The poster here is not the original for the event, but it is the one which always comes to mind. I remember one hung in the New College student lounge at Hofstra when I started there in September that year. I think Len had an artist do a parody of it for a Marvel comic he wrote around the time of the 25th anniversary of the festival.
I lived in a different part of the Catskill mountains from where this phenomena occurred, but there was no way in hell my parents would have permitted me to attend. Truth be known, half a million people in the mud with limited toilets would not have been my idea of a good time, even then. A number of people near and dear to me were there, however, and it was an iconic event to my generation.

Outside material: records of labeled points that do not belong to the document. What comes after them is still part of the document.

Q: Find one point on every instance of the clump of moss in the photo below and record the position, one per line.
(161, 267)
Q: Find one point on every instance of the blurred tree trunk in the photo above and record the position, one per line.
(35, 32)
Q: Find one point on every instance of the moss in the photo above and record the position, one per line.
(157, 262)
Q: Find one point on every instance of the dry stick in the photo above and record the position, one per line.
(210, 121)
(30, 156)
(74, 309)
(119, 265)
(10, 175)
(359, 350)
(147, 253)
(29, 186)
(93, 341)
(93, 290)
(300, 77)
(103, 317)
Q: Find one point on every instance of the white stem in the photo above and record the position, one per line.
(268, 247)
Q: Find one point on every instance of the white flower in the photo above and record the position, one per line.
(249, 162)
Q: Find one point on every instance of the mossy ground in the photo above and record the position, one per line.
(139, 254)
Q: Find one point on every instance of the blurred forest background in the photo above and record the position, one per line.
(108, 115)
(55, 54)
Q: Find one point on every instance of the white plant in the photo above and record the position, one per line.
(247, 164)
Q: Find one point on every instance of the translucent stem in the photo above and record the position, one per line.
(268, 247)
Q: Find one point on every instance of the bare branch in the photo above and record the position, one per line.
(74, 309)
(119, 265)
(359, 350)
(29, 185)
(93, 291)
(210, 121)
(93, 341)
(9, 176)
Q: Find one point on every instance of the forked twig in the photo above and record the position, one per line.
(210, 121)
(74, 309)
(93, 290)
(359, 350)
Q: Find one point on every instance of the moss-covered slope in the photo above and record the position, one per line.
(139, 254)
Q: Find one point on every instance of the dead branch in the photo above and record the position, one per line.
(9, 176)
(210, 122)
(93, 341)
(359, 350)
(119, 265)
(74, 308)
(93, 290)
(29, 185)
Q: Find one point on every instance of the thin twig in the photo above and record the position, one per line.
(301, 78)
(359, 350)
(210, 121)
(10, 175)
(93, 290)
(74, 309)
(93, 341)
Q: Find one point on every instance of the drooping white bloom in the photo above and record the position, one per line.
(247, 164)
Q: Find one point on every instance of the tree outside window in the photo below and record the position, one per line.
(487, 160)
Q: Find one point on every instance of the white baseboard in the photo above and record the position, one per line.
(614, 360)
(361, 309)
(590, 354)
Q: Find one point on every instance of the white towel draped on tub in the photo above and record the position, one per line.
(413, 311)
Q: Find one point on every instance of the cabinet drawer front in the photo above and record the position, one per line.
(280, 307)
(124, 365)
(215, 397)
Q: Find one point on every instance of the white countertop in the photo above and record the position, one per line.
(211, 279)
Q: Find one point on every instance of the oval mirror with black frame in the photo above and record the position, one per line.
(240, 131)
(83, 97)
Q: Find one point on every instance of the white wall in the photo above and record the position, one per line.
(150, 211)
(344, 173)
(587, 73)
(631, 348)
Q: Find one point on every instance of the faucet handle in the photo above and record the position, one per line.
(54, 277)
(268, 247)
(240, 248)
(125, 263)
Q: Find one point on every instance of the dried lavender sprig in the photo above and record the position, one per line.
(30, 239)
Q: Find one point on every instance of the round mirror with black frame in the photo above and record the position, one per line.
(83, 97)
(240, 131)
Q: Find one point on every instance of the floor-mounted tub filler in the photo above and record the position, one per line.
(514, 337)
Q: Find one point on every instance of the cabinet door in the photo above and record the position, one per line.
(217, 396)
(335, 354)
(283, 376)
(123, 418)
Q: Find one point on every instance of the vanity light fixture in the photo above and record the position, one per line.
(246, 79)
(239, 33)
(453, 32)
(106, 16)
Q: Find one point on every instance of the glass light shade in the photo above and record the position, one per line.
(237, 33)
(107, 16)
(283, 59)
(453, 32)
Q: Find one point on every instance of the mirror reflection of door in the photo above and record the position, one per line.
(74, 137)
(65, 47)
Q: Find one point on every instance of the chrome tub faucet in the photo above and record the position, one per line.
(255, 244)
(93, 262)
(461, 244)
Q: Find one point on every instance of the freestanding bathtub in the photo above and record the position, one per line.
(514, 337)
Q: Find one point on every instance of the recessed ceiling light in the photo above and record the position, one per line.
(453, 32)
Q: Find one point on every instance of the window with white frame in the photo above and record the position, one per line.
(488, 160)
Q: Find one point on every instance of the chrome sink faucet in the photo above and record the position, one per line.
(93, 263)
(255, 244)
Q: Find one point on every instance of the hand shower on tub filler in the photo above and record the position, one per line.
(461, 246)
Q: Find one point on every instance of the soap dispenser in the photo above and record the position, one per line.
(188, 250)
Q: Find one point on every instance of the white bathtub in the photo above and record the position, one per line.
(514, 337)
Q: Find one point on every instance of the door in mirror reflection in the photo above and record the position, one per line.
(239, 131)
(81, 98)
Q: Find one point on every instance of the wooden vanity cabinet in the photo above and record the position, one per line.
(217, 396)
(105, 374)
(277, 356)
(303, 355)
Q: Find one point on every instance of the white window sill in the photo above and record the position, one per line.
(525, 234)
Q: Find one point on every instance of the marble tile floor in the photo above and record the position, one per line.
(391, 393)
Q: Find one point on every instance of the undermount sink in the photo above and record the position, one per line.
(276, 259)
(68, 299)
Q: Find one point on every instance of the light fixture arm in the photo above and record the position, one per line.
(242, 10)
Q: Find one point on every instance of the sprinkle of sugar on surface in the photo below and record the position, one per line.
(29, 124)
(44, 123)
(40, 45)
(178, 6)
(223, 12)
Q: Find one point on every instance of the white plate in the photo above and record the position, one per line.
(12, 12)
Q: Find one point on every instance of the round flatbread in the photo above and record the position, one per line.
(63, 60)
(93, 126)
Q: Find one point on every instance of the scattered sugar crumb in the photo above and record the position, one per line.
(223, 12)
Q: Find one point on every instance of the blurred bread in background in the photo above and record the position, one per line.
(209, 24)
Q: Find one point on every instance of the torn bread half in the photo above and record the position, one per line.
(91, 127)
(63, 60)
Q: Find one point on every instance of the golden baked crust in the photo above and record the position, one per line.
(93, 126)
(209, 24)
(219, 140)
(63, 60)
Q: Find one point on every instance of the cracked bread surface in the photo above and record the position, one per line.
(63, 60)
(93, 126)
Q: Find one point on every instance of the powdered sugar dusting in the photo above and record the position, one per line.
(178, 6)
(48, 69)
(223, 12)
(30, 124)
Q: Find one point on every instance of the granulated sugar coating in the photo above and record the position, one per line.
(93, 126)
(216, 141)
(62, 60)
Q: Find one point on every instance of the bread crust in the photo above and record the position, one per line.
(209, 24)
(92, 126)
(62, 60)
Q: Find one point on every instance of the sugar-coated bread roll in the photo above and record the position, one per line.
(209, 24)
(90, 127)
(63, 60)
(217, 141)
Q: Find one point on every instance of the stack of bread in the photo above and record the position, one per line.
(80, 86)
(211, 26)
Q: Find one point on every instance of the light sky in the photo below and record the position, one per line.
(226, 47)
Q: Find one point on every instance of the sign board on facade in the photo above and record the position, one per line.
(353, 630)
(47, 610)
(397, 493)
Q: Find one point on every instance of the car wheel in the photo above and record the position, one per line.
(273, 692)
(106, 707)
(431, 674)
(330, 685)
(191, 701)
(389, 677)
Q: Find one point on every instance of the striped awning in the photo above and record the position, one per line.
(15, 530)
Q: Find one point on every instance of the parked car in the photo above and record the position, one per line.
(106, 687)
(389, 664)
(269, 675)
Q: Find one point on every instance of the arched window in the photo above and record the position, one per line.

My husband has his pristine tickets in a drawer in his office. Nobody collected tickets when there were that many gate-crashers. He and his good friend Peter went. They had a car to sleep in, but Len claims they were still covered in mud. My friend Karen was there as well. I think she may have been a volunteer in the medical services tent, or maybe that was another friend of mine.
Even in my small town, news of the upcoming event had been heard and some people I with whom I had just graduated from high school planned to go as a fling before we went off to college in September. I don't know if they got there or not. The road conditions rivaled present-day L.A. in a rain-storm. Traffic was stopped dead for many miles on the major thoroughfares. People who had tickets couldn't get within 25 miles of the place. People abandoned their cars and got out to walk.
I remember well that it was a very wet summer and that some Native Americans attributed the rain to the gods' anger that man had walked on the moon in July. I don't think the film A Walk on the Moon accurately reflects the wet weather of that summer, but you do get to see a pre-Aragorn Viggo Mortensen as the sexy "blouse man" who whisks Diane Lane off to the Festival. Maybe I'll slip that into the DVD player tonight for fun.